George Will, on the other hand, is his usual sloppy self. He's upset that leftists like Sen. Charles Grassley think that maybe universities that have accumulated endowments in the billions should perhaps be required to spend some of that money making sure that students who are admitted to those universities can afford to go there.
And he's also upset that California legislators want to require large California foundations to report the race, gender and sexual orientation of their trustees, staff and grant recipients.

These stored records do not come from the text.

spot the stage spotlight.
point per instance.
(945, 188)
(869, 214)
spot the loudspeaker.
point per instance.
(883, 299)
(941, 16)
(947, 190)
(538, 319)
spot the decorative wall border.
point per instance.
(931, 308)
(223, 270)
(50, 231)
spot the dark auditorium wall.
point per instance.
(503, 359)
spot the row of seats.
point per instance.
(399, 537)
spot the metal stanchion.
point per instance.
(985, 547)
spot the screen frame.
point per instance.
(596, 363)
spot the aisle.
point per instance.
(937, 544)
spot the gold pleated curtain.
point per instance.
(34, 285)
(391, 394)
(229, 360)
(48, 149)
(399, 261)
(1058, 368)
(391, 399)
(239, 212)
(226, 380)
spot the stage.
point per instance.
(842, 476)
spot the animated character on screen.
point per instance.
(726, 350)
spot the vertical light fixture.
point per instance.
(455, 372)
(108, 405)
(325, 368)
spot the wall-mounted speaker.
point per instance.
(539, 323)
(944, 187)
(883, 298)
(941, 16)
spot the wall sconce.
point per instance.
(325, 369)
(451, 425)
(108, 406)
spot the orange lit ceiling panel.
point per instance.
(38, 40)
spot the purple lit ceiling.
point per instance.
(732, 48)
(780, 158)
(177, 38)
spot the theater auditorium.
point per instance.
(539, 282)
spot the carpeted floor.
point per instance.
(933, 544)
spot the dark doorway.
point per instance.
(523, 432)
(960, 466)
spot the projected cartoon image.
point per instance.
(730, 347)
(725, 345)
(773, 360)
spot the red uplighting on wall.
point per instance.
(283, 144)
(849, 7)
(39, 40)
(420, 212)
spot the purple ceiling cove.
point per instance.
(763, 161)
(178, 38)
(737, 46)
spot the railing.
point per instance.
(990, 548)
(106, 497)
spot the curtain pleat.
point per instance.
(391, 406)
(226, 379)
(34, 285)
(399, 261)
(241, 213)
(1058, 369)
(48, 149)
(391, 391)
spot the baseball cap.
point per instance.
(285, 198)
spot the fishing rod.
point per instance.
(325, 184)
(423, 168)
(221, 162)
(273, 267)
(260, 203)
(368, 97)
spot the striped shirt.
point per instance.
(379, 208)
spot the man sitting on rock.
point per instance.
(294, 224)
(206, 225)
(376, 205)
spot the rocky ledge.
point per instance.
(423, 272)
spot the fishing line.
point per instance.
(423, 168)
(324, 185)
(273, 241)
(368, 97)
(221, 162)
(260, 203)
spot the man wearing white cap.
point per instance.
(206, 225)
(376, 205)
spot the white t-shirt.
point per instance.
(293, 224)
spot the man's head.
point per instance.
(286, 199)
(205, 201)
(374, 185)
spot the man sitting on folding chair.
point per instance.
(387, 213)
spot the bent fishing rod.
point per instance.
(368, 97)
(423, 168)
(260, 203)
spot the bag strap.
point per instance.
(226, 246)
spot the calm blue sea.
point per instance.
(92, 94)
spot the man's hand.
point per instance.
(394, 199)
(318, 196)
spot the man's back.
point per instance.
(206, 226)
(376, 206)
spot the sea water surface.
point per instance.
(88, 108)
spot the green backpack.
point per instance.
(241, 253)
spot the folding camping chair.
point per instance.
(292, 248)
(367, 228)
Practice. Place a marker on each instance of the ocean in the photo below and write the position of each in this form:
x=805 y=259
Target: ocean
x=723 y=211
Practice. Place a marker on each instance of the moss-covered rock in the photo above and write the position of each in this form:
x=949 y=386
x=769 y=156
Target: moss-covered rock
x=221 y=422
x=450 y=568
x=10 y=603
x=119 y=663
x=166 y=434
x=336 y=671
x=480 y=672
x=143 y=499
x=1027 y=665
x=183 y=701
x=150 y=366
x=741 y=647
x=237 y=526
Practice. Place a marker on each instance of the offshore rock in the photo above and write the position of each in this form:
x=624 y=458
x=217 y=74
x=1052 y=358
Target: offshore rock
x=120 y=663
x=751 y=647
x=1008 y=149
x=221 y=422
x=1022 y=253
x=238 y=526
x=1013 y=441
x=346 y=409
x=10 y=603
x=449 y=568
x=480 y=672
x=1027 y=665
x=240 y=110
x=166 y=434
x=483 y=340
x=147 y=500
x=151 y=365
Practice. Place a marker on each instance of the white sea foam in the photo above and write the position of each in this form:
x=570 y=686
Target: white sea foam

He says this sort of thing will cost far more than the $700 billion of our bailout. I'm serious:
Hundreds of billions of dollars that the political class would have liked to direct for its own social and political purposes have been otherwise allocated. That allocation, by government fiat rather than by market forces, must reduce the efficiency of the nation's stock of capital. Which in turn will reduce economic growth, and government revenue, just as the welfare state -- primarily pensions and medical care for the elderly -- becomes burdened by the retirement of 78 million baby boomers.
As government searches with increasing desperation for money with which it can work its will, Willie Sutton Moments will multiply. Government has an incentive to weaken the belief that the nation needs a vigorous and clearly demarcated sector of private educational and philanthropic institutions exercising discretion over their own resources.
So the frequently cited $700 billion sum is but a small fraction of the cost, over coming decades, of today's financial crisis. The desire of governments to extend their control over endowments and foundations is a manifestation of the metastasizing statism driven by the crisis. For now, its costs, monetary and moral, are, strictly speaking, incalculable.
I'd have to say he's kidding, except he isn't.
This is what happens when one gives the equivalent of lifetime tenure to national pundits. George Will can't say anything sufficiently idiotic to knock him from his perch.